Dans sa cour délimitée par des morceaux de tôle dans un bidonville de Mayotte, Soifia* montre ses bassines et poubelles en plastique, pleines à craquer: "Avec ça on se lave, on prépare à manger, on fait la vaisselle... on fait tout".
Il n'y a aucun robinet, donc pas d'eau courante dans les deux pièces du "banga" (habitation informelle) de Vahibé, sur la commune de Mamoudzou, où cette femme de 40 ans vit aux côtés de ses cinq filles et de son frère.
La famille se fournit grâce à un système de tuyau permettant de pomper l'eau de la rivière, située à plusieurs centaines de mètres. "Elle est loin la rivière mais au moins, elle coule encore", se réjouit Soifia.
Car Mayotte connaît l'un des pires épisodes de sécheresse de son histoire. Sur les onze rivières qui permettent d'alimenter le réseau d'eau potable, seules trois à quatre sources sont encore exploitables, selon la direction de l'environnement.
Les deux retenues collinaires (ouvrages de stockage qui concentrent 80% de la ressource avec les rivières) sont à des niveaux historiquement bas. Elles sont remplies à environ 6%, contre 58% à la même période l'année dernière.
Dans ce contexte, les habitants du 101e département français sont privés d'eau deux jours sur trois. Et quand les deux réserves seront vides, les restrictions pourraient encore s'intensifier. Car ce territoire de l'océan Indien ne pourra produire que 20.000 mètres cubes par jour, alors que la consommation stagne autour de 26.000 m3.

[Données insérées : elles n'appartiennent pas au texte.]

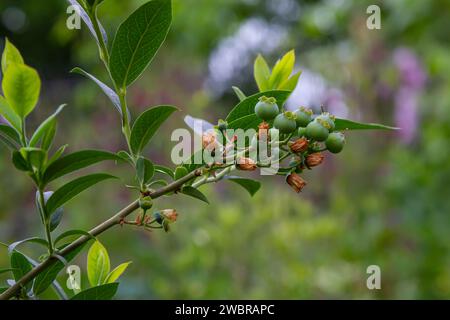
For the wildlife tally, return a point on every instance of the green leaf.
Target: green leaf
(164, 170)
(117, 272)
(71, 233)
(344, 124)
(250, 185)
(19, 162)
(262, 73)
(21, 266)
(247, 107)
(46, 131)
(239, 93)
(58, 153)
(49, 274)
(56, 218)
(137, 41)
(146, 126)
(282, 70)
(195, 193)
(10, 55)
(106, 90)
(180, 172)
(9, 114)
(291, 83)
(21, 86)
(76, 161)
(98, 265)
(103, 292)
(36, 157)
(73, 188)
(9, 136)
(145, 170)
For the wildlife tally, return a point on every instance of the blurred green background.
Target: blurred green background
(383, 201)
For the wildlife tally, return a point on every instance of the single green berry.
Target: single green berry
(327, 120)
(222, 125)
(317, 131)
(303, 117)
(267, 108)
(301, 132)
(335, 142)
(285, 122)
(146, 203)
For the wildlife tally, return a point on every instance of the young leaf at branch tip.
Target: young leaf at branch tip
(180, 172)
(137, 41)
(76, 161)
(282, 70)
(9, 136)
(344, 124)
(262, 73)
(103, 292)
(195, 193)
(146, 126)
(10, 115)
(106, 90)
(250, 185)
(117, 272)
(10, 55)
(46, 131)
(98, 264)
(164, 170)
(21, 86)
(73, 188)
(239, 93)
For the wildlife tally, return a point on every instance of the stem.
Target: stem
(45, 221)
(106, 225)
(23, 137)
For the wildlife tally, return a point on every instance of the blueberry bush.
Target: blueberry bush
(300, 138)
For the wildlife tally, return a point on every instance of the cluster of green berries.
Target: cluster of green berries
(320, 128)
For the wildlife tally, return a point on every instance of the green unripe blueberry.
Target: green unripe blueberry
(327, 120)
(317, 131)
(146, 203)
(222, 125)
(267, 108)
(301, 132)
(335, 142)
(285, 122)
(303, 117)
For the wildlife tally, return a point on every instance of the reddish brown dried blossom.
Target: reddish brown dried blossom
(296, 182)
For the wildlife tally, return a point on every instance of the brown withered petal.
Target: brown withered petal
(296, 182)
(209, 141)
(314, 159)
(246, 164)
(170, 214)
(299, 145)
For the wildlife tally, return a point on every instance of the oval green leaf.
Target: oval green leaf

Dans le bidonville de Kaweni, la fontaine qui alimente les habitants subit aussi des restrictions. Dans cette zone industrielle, les coupures interviennent de 16H00 à 8H00 du matin tous les jours. Une exception qui vise à préserver l'économie, quand le reste du territoire n'est alimenté que de 16H00 à 10H00 un jour sur trois.
Mais pour Mounira*, qui habite en haut du quartier construit sur la colline et souffre d'asthme, aller faire des réserves ressemble au parcours du combattant. "Il faut marcher 20 minutes pour descendre puis remonter avec les bidons. Souvent j'en laisse à mi-chemin puis je reviens les chercher", souligne cette mère de six enfants, originaire d'Anjouan aux Comores.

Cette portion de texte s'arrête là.